And professor David Laband and associate professor Richard Ault disagree with the view that the loss of sales tax revenue to e-commerce will be limited due to shipping and handling expenses, the difficulty of shipping some items and lack of access to the Internet.
"It is only a matter of time before items such as groceries, which are both perishable and expensive to ship relative to their value, will be offered over the Internet," says Laband
"Vendors of heavily-taxed items like gasoline will have an especially powerful incentive to structure sales through the Internet. Oil companies can sell coupons tax-free over the Internet that purchasers can redeem at any affiliated station.
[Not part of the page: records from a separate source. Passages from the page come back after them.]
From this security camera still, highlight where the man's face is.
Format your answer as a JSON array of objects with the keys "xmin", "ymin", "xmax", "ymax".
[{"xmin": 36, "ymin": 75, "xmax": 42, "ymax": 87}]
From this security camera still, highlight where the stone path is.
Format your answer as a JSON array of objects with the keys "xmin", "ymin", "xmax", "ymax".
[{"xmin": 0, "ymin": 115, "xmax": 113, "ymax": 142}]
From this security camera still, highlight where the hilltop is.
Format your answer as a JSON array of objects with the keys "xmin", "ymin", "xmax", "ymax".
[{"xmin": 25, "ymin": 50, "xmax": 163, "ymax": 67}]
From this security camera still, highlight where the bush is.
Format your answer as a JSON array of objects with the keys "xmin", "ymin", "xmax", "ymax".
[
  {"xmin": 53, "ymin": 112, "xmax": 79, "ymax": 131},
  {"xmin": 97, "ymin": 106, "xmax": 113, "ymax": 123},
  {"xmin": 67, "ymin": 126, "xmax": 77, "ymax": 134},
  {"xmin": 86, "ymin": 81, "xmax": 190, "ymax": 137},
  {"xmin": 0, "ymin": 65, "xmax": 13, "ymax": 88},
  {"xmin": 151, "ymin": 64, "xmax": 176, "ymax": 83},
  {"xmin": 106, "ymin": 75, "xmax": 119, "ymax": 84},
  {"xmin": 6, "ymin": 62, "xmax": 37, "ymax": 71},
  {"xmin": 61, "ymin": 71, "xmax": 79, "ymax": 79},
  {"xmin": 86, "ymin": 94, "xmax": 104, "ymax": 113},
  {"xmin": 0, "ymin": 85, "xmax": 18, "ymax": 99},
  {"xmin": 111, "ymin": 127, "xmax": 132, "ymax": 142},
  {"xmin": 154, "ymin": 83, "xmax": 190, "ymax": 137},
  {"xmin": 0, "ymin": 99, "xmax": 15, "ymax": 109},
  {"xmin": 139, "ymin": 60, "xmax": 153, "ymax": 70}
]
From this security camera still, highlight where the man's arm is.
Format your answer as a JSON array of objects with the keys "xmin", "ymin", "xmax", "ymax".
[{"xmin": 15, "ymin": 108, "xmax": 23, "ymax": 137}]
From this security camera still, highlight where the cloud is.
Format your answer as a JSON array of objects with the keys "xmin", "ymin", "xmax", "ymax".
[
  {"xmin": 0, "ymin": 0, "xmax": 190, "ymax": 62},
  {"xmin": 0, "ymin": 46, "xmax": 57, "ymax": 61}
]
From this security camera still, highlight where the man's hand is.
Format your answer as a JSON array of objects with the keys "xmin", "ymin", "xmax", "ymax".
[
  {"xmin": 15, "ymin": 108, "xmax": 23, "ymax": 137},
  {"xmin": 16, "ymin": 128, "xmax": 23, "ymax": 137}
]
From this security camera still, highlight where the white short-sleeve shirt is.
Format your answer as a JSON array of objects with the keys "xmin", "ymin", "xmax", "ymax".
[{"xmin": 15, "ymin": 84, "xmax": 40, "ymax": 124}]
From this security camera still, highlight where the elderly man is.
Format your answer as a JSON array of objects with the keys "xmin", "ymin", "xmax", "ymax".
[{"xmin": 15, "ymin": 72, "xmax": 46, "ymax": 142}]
The implied tax savings to customers will be enormous."
But Laband predicts that taxing e-commerce will eventually dry up sales tax revenues for state and local governments.
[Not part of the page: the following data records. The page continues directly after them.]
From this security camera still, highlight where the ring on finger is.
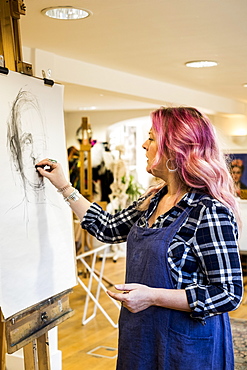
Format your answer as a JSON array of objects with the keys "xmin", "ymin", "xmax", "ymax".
[{"xmin": 48, "ymin": 158, "xmax": 57, "ymax": 163}]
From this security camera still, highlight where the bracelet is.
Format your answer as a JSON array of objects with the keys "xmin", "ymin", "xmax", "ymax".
[
  {"xmin": 64, "ymin": 189, "xmax": 82, "ymax": 205},
  {"xmin": 57, "ymin": 182, "xmax": 72, "ymax": 193}
]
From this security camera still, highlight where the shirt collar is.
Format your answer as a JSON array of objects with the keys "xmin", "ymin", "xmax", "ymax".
[{"xmin": 150, "ymin": 186, "xmax": 209, "ymax": 208}]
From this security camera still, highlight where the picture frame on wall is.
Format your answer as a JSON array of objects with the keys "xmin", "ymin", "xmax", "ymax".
[{"xmin": 228, "ymin": 153, "xmax": 247, "ymax": 199}]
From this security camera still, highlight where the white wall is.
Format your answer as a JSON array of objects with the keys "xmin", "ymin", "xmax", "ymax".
[
  {"xmin": 23, "ymin": 46, "xmax": 247, "ymax": 153},
  {"xmin": 23, "ymin": 47, "xmax": 247, "ymax": 116},
  {"xmin": 64, "ymin": 110, "xmax": 247, "ymax": 190},
  {"xmin": 64, "ymin": 109, "xmax": 153, "ymax": 148},
  {"xmin": 64, "ymin": 110, "xmax": 247, "ymax": 151},
  {"xmin": 213, "ymin": 115, "xmax": 247, "ymax": 154}
]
"Firms conducting e-commerce from states with relatively low state sales tax rates on Internet commerce will have a competitive advantage over those conducting e- commerce from states with relatively high state sales tax rates," he said. "Competition will induce profit-maximizing firms to migrate to low-tax states."
Ault says e-commerce companies will move their headquarters to lower tax states, prompting "continuously falling sales tax rates across states."
And Ault says it is doubtful that states can maintain the sales tax at all in the future.
"States might attempt to enter into an agreement under which they would all agree to a common sales tax rate," he said. "However, as with any cartel, each and every state would have an incentive to cheat by lowering their sales tax rate in an effort to attract commerce with the associated tax revenues.
In addition, Laband says U.S. consumers could simply make purchases in foreign countries that do not have sales taxes.
"Competition between countries for tax revenues will result in lower tax rates on e-commerce everywhere," he says. "Duty-free shopping no longer will require you to travel to Barbados. It will be as easy as clicking a mouse in your home anywhere in the United States."
Laband says states should not waste their time arguing the merits of taxing e-commerce because "the sales tax is dead either way."
"The development of Internet shopping provides consumers with extraordinary shopping mobility. This gives them an ability to avoid the tax man to a degree that heretofore was simply unimaginable, even to the tax authorities," he said. "This mobility will, in due course, render sales taxes incapable of being a reliable source of substantial tax revenues.